Porto Alegre/RS regulamenta emissão de NFS-e Nacional para cartórios e define novas regras de escrituração do ISSQN
ISSQN - Porto Alegre/RS
02/03/2026
A Instrução Normativa SMF n. 1/2026, DOM de Porto Alegre de 23 de fevereiro de 2026, inclui o art. 7º-F e revoga o art. 7º-A, todos da Instrução Normativa SMF n. 06/2023, dispondo sobre a emissão de documentos fiscais para o subitem 21.01(Serviços de registros públicos, cartorários e notariais) da Lista de Serviços e sobre a escrituração de deduções.
Os prestadores de serviços previstos no subitem 21.01 (Serviços de registros públicos, cartorários e notariais) da Lista de Serviços anexa à Lei Complementar Municipal n. 007/1973, ficam obrigados a emitir NFS-e Nacional para cada operação realizada.
A emissão de NFS-e relativa aos serviços do subitem 21.01 deverá ocorrer com indicação do CNPJ da serventia como emitente.
O CNPJ da serventia será vinculado, no cadastro fiscal da Receita Municipal de Porto Alegre, ao CPF do titular da serventia.
A Declaração Mensal realizada por meio de escrituração eletrônica mensal no Portal da DecWeb, prevista na Instrução Normativa SMF n. 06/2007, deverá ser efetuada pelo CPF do titular da serventia, devendo informar o valor total das receitas de serviço correspondentes à soma das notas emitidas pelo CNPJ da serventia a ele vinculada.
Na hipótese de um mesmo CPF ser titular de mais de uma serventia, será criado um cadastro distinto para cada CNPJ, os quais serão vinculados ao CPF do titular das serventias. Nesse caso, deverá ser apresentada uma declaração mensal por cada serventia (CNPJ) vinculada ao CPF do titular.
Fica dispensada a escrituração individual de notas fiscais na declaração mensal no cadastro vinculado ao CPF do titular da serventia.

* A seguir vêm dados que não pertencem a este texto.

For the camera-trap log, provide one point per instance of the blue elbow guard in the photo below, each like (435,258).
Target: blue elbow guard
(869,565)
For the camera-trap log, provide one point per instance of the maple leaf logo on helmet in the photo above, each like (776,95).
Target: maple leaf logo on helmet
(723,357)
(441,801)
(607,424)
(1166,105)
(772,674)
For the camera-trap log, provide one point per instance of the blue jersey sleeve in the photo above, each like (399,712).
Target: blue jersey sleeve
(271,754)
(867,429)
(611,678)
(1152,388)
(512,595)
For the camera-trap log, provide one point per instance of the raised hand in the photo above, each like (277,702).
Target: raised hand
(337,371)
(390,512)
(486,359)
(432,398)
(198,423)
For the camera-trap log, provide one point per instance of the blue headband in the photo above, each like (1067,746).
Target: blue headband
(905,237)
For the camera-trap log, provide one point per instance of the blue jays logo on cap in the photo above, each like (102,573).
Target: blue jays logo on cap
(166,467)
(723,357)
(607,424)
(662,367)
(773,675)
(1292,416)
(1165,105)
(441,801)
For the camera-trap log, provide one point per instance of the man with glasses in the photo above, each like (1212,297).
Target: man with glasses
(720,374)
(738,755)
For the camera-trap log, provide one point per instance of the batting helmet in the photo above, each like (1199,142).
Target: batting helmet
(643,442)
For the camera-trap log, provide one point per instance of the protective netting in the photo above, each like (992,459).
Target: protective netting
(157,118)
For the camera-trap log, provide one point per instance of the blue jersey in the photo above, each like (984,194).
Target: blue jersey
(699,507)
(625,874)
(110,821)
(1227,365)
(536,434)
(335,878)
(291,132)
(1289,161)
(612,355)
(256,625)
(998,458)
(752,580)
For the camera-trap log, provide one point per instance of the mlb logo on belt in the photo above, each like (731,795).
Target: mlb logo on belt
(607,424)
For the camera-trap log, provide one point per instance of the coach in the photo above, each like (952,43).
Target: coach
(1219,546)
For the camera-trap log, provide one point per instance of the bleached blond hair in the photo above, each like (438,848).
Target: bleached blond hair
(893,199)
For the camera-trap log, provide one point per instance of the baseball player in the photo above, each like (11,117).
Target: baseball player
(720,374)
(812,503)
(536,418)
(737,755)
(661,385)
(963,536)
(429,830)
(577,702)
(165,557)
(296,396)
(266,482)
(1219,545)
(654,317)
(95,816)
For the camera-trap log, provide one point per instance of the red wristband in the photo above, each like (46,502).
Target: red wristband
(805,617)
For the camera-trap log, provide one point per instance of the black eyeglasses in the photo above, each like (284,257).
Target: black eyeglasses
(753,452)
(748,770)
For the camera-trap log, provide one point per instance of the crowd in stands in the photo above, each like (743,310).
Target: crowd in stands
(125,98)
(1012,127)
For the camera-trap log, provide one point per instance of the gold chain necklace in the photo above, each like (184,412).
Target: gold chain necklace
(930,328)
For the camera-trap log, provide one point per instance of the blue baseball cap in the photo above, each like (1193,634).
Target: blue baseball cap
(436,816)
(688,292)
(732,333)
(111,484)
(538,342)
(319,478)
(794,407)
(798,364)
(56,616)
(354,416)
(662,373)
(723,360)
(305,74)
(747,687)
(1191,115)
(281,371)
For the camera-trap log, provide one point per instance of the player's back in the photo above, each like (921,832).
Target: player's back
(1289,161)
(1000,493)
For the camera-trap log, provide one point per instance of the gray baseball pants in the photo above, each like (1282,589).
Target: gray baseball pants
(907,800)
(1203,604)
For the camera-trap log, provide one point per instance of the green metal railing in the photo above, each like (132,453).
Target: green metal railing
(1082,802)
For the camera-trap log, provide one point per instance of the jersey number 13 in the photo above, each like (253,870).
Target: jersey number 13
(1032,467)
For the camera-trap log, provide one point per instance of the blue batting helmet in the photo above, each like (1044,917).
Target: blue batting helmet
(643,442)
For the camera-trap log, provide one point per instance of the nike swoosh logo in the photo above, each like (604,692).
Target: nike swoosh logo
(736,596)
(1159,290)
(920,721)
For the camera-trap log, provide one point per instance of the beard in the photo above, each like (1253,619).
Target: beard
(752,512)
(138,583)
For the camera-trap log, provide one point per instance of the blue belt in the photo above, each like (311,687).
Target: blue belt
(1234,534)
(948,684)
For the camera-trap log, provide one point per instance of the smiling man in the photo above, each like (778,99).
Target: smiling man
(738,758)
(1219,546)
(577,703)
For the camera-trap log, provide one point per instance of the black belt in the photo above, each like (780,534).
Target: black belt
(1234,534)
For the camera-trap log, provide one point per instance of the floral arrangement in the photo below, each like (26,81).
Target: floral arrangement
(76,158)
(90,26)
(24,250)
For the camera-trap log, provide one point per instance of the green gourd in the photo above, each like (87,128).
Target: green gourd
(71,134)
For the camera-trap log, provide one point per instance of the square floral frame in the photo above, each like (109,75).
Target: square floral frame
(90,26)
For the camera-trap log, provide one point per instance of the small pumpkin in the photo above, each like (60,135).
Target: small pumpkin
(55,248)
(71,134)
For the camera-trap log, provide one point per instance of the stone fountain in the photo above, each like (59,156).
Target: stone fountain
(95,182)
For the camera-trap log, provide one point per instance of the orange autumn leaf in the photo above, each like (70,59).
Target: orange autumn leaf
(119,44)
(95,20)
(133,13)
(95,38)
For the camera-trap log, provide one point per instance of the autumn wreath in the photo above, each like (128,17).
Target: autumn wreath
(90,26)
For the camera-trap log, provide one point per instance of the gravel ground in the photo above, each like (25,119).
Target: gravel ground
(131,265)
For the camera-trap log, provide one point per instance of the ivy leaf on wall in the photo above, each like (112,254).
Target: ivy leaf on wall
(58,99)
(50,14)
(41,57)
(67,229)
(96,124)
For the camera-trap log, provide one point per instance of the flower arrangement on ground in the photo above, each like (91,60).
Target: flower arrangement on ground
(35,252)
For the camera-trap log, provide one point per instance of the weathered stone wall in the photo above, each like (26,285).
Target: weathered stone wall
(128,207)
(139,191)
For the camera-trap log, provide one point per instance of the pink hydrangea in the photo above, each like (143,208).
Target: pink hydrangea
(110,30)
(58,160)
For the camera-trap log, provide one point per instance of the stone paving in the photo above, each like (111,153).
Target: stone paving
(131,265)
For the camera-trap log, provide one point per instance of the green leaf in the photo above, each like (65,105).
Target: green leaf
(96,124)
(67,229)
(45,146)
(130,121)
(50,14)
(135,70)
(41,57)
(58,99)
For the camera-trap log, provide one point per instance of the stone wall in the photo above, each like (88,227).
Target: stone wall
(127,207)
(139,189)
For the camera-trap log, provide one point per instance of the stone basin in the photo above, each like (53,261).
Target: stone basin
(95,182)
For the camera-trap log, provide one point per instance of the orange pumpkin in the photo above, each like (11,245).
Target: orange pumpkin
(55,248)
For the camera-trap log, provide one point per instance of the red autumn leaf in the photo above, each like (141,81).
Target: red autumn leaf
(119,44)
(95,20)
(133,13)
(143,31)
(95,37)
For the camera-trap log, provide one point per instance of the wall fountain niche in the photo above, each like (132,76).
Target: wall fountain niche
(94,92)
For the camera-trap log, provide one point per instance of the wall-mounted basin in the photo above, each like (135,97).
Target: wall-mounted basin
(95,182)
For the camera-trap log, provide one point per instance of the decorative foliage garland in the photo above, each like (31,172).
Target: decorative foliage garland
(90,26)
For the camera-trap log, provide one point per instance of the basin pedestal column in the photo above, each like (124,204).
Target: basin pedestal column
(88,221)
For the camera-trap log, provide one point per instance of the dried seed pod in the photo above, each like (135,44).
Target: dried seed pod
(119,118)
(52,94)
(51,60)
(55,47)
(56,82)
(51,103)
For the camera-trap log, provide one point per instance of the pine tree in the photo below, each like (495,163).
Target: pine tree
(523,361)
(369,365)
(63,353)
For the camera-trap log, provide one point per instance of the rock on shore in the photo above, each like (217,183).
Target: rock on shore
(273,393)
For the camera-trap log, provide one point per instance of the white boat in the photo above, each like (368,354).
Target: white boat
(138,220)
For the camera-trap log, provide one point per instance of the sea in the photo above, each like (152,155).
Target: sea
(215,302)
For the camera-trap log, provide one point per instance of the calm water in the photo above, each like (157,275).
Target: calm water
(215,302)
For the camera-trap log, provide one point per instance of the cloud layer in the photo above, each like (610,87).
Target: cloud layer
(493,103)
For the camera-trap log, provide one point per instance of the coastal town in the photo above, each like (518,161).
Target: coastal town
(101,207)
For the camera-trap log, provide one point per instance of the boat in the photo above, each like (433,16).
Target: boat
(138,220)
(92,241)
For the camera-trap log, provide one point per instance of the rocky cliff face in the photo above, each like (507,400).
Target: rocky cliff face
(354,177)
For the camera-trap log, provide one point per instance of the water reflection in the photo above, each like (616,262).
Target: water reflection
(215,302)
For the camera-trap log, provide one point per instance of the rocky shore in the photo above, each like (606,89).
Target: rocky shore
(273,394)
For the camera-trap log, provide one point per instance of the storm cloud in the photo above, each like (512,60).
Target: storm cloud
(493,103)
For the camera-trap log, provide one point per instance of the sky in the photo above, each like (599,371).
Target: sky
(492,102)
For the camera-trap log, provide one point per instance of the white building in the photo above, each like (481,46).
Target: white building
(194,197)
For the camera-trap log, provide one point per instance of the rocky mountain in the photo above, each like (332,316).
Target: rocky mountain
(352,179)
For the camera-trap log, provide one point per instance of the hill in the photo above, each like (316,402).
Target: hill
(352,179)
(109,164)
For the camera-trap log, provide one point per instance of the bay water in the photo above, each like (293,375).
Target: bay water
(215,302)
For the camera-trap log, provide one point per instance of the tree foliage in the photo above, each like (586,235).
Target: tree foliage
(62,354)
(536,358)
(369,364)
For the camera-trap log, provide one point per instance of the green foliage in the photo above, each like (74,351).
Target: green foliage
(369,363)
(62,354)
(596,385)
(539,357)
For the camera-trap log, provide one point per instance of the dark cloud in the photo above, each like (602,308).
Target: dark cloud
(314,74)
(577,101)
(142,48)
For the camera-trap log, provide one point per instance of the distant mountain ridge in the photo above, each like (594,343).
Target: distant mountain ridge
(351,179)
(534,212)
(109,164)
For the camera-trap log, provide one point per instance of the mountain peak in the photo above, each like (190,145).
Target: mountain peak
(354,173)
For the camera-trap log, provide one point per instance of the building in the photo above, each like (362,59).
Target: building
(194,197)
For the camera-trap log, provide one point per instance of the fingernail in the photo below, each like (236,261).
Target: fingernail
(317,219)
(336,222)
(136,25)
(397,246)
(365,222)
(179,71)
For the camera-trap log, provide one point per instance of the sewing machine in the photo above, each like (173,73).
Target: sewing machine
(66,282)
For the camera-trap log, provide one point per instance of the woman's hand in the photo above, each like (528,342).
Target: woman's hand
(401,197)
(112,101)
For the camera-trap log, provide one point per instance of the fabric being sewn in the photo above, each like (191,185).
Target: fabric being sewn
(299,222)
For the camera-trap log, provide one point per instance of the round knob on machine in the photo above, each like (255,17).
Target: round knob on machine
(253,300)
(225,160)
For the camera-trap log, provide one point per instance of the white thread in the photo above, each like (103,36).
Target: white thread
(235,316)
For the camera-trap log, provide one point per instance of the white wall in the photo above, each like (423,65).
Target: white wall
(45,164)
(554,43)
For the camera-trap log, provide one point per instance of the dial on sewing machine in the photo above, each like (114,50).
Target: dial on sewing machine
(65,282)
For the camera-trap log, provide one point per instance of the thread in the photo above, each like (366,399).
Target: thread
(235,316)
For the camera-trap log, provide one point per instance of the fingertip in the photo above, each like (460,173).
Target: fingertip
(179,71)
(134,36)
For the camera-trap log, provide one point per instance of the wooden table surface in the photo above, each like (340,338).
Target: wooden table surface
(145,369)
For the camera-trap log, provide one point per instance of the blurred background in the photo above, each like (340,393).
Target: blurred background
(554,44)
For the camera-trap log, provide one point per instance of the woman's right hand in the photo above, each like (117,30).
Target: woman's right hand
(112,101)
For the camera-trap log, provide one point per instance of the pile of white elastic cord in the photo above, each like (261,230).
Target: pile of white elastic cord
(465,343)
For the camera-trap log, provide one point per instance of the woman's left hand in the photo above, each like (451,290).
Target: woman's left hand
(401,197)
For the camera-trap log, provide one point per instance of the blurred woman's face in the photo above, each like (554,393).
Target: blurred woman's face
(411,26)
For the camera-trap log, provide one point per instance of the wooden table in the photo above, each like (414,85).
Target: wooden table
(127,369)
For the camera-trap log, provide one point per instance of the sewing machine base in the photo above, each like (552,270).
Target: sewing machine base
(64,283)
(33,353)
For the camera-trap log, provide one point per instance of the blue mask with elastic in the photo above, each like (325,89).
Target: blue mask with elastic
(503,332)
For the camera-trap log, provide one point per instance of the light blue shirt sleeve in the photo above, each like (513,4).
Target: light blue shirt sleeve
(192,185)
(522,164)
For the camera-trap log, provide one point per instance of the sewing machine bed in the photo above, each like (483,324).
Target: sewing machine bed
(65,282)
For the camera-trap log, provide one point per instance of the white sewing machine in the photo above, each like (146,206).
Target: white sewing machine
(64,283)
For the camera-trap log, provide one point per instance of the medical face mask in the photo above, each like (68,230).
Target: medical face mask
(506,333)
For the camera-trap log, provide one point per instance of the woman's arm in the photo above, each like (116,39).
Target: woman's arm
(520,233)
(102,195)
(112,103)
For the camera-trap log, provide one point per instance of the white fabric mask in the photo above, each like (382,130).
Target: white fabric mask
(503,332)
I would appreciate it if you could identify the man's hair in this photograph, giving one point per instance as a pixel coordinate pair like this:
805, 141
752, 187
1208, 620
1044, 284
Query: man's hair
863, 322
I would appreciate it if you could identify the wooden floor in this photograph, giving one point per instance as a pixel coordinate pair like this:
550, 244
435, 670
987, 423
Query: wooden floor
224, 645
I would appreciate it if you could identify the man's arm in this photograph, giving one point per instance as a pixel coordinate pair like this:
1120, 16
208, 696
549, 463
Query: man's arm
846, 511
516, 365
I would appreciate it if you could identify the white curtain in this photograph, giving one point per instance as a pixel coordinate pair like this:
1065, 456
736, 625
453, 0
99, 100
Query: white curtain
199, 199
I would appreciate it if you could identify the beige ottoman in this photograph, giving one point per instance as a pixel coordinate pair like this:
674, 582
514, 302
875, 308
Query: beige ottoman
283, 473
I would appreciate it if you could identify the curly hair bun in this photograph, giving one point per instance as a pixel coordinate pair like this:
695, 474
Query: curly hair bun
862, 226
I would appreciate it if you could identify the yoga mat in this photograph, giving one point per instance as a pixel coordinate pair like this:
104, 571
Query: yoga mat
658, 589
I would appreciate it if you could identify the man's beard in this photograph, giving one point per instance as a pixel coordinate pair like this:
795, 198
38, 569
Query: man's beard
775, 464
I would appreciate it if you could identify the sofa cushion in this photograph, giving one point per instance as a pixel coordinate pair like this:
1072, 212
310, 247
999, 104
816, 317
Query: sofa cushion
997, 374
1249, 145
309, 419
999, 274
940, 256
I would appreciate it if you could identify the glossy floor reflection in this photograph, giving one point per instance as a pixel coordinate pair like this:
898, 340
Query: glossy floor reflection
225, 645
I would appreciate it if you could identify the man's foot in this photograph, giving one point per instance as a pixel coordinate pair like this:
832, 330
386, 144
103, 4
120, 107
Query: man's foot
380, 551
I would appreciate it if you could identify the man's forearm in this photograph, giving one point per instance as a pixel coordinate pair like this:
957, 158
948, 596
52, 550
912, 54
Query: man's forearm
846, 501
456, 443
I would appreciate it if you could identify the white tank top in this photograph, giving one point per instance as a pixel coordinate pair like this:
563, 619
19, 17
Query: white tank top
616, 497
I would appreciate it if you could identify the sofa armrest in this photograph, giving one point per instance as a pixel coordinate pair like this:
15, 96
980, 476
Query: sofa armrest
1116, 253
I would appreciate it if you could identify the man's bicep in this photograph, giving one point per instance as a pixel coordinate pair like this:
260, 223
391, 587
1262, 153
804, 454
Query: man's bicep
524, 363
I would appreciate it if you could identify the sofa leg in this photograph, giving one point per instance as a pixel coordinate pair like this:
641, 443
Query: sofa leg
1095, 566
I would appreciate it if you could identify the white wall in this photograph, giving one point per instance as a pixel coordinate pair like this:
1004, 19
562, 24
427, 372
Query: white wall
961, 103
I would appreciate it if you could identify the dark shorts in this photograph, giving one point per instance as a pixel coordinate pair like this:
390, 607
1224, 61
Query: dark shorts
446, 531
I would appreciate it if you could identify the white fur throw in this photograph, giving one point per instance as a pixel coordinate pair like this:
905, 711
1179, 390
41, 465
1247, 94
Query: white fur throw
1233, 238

Para cada declaração mensal vinculada ao CPF do titular da serventia (uma para cada serventia), deverá ser selecionada a opção de escrituração por “receita bruta”, com lançamento do tipo “serviços prestados” e espécie “outros”, indicando-se exclusivamente o valor total da soma das notas fiscais emitidas pelo CNPJ vinculado.
O CNPJ da serventia fica dispensado da apresentação da declaração mensal prevista na IN/SMF n. 006/2007, sendo a declaração apresentada pelo CPF do titular o documento hábil para o cumprimento dessa obrigação tributária.
O titular da serventia, pessoa física, é o responsável pelo ISSQN incidente sobre os serviços prestados relativos ao subitem 21.01 da Lista de Serviços anexa à Lei Complementar Municipal n. 007, de 07 de dezembro de 1973, constituindo as disposições deste artigo meras formalidades operacionais destinadas a viabilizar a emissão dos documentos fiscais no padrão nacional por meio do CNPJ da serventia, sem alteração da sujeição passiva tributária.
Além disso, ficam revogados o caput e os §§ 1º e 2º do art. 7º-A da Instrução Normativa SMF n. 006/2023.
Esta Instrução Normativa entra em vigor na data da sua publicação.